Wie wenig fest und haltbar überhaupt die von den
Philosophen der neuern Schule aufgestellten Grundsätze
seyen, davon hat mich noch kürzlich, so wie manche
andre Stelle in ihres, übrigens sehr achtungswerthen
Lehrers Schriften, vorzüglich eine Anmerkung, die ich in
einem seiner Werke finde, das den Titel führt: Die
Religion, innerhalb den Grenzen der bloßen Vernunft,
überzeugt. Hier, wo er sich bemüht, sein System so zu
zerren, daß es auch über den Leisten der theologischen
Orthodoxen passen, folglich auch der Lehre von der
Erbsünde keinen Abbruch thun soll, sagt er: »Es sey eine
von den unvermeidlichen Einschränkungen des
Menschen und seines practischen Vernunftvermögens,
sich bey allen Handlungen nach dem Erfolge davon
umzusehn.« Nun dann! wenn dies eine für ihn
unvermeidliche Einschränkung ist; so scheint es doch
wohl der Vernunft nicht gemäß, von ihm zu fordern, daß
er nach Bewegungsgründen handeln solle, die gar keinen
Bezug auf den Erfolg haben, und die also für seinen
eingeschränkten Geist zu hoch sind.
23.
Und nun zum Schlusse dieses, vielleicht manchem Leser
zu trocken scheinenden Abschnittes, noch einige
Bemerkungen!
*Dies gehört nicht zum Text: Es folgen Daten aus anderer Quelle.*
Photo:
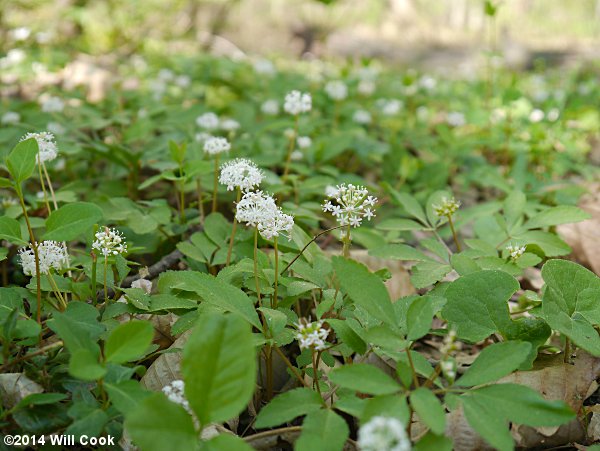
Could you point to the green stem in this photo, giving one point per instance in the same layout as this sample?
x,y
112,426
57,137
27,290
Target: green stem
x,y
274,303
215,183
288,159
105,280
453,233
44,189
346,243
256,267
230,249
308,244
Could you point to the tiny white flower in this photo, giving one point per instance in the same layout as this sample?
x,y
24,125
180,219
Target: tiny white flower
x,y
48,150
270,107
312,335
52,255
366,87
362,117
240,173
20,33
230,125
297,102
110,242
175,391
336,90
383,433
279,223
304,142
352,204
52,104
208,121
264,67
255,207
216,145
10,117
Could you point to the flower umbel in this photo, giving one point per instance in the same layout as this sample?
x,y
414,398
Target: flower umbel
x,y
216,145
51,255
277,224
447,208
312,335
383,433
48,150
240,173
297,102
351,204
175,393
255,207
110,242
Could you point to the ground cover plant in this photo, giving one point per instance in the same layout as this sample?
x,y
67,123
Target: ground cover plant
x,y
208,258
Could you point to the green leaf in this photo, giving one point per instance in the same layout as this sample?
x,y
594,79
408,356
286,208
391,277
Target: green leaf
x,y
494,362
287,406
128,341
365,379
348,336
159,424
323,429
429,408
478,304
126,395
570,302
219,367
213,290
364,288
10,230
84,365
22,160
71,221
523,405
563,214
419,317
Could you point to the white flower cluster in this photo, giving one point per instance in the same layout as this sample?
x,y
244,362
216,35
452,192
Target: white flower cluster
x,y
52,104
258,209
297,102
515,251
352,204
110,242
48,150
216,145
276,224
240,173
383,433
175,392
229,125
208,121
312,335
51,255
362,117
270,107
389,107
447,208
336,90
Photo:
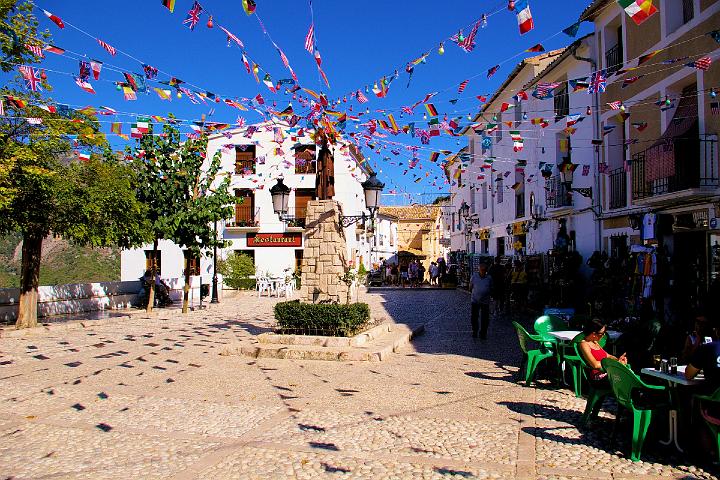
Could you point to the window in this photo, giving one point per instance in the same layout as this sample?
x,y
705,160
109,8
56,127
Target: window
x,y
192,262
298,260
614,55
519,187
249,253
518,110
302,197
244,159
564,148
305,161
561,101
678,13
500,246
244,208
158,261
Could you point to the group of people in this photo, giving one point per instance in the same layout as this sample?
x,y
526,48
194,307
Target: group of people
x,y
491,283
412,273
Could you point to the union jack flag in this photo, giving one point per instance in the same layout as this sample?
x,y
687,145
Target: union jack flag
x,y
544,90
193,16
468,43
150,71
310,38
701,63
37,51
111,50
32,78
598,82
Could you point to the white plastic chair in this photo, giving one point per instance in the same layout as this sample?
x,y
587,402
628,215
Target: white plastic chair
x,y
264,284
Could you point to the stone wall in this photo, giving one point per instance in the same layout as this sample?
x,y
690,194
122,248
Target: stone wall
x,y
325,253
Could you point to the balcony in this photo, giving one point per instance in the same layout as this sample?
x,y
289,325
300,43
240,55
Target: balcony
x,y
246,218
557,194
296,218
618,188
305,167
519,205
681,164
613,59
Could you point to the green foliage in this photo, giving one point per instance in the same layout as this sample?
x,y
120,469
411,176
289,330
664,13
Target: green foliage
x,y
67,263
183,190
321,319
236,270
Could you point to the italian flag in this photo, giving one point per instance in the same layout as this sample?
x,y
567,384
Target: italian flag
x,y
525,22
639,10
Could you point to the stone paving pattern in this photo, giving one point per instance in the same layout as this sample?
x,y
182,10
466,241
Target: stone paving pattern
x,y
151,397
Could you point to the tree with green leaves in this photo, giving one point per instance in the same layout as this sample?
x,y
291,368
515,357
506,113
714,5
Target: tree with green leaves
x,y
184,193
205,200
89,203
18,28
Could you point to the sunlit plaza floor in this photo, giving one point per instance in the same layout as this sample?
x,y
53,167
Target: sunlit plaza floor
x,y
153,398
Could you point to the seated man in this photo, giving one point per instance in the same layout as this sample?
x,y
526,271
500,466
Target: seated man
x,y
706,358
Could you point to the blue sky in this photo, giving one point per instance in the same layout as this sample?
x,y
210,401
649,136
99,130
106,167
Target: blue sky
x,y
359,41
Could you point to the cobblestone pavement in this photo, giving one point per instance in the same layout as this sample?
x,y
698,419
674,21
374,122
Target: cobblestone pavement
x,y
151,397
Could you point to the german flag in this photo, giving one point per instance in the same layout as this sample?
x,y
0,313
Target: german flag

Ich habe oben die Würklichkeit
angebohrner, allen Menschen eingepflanzter bestimmter
Begriffe von Tugend und Pflicht geleugnet. Es ist
hingegen unwiderlegbar gewiß, daß in unsrer Natur ein
lebhaftes Gefühl von Recht und Unrecht, das heißt: von
dem, was der Vernunft gemäß und nicht gemäß ist,
herrscht, welches jedoch erst durch die Verhältnisse und
Lagen, in welche wir versetzt werden, eine deutliche und
bestimmte Richtung bekömmt. Es geschieht aber, durch
eine sehr gewöhnliche Verwechselung von Ideen, daß wir
diejenigen Eindrücke, welche wir durch Erziehung und
nachherige Bildung erhalten haben, nachdem sie uns zur
andern Natur geworden sind, für angebohrne Begriffe
halten. Daher der Irrthum derjenigen, welche, mit
Verwerfung aller Rücksichten auf Erfolg und Nutzen, in
dem Geiste und Herzen der Menschen die
vollkommensten und würksamsten reinen Motive zur
moralischen Pflicht-Erfüllung zu finden glauben. Diese
Verwechselung findet nicht weniger bey andern Begriffen
und Empfindungen Statt. So hat, zum Beyspiel, jeder
Mensch ein angebohrnes Gefühl von Schönheit, oder
vielmehr einen natürlichen Sinn für den Unterschied
zwischen schön und häßlich; allein giebt es darum eine,
von allen Menschen unter allen Himmelsstrichen
anerkannte allgemeine Regel der Schönheit? Ist deswegen
derselbe Gegenstand unter allen Umständen immer
gleich schön oder häßlich? Gewiß nicht! Man rede aber
von einer schönen menschlichen Gesichts-Form; so wird
dem an antike Profile gewöhnten Kunstkenner die
Gestalt der griechischen Stirnen und Nasen, dem Neger
aber wird ein ganz andres Ideal vor Augen schweben und
doch wird bey Beyden der Grund-Begriff rein seyn,
nämlich abstrahirt von dem Wohlgefallen, das in ihm der
Anblick des vollkommensten menschlichen Antlitzes, (so
wie er sich die Idee davon durch Gewohnheit von Jugend
auf eingeprägt hat) erweckt. Eben so ist es mit den
Begriffen von Ordnung. Diese sind sehr relativ, obgleich
das Gefühl für Ordnung und Symmetrie in jedem
Menschen von Natur wohnt. Der Platz, den in Einem
Hause, in einem Zimmer, eine Sache vernünftiger Weise
einnehmen muß, würde in einem andern für dieselbe
Sache äußerst unschicklich seyn. Allein man rede von
einem ordentlichen Manne; so werden sich an diese
Haupt-Idee alle, durch Gewohnheit hinzugekommene
Neben-Begriffe anschließen, und jeder Anwesende wird
sich, ohne es zu wollen, den ordentlichen Mann als einen
Solchen denken, der seine Geschäfte in eben der Reihe,
wie er, verrichtet, seine Sachen nach eben der Weise, wie
er, verwahrt. Wäre es nun aber vernünftig zu behaupten:
Man müsse sein Hauswesen, seine Geschäfte, ohne
Rücksicht auf Umstände und Folgen, immer nach
solchen Regeln ordnen, die zu jeder Zeit als allgemeine
Gesetze für alle Haushaltungen gelten könnten?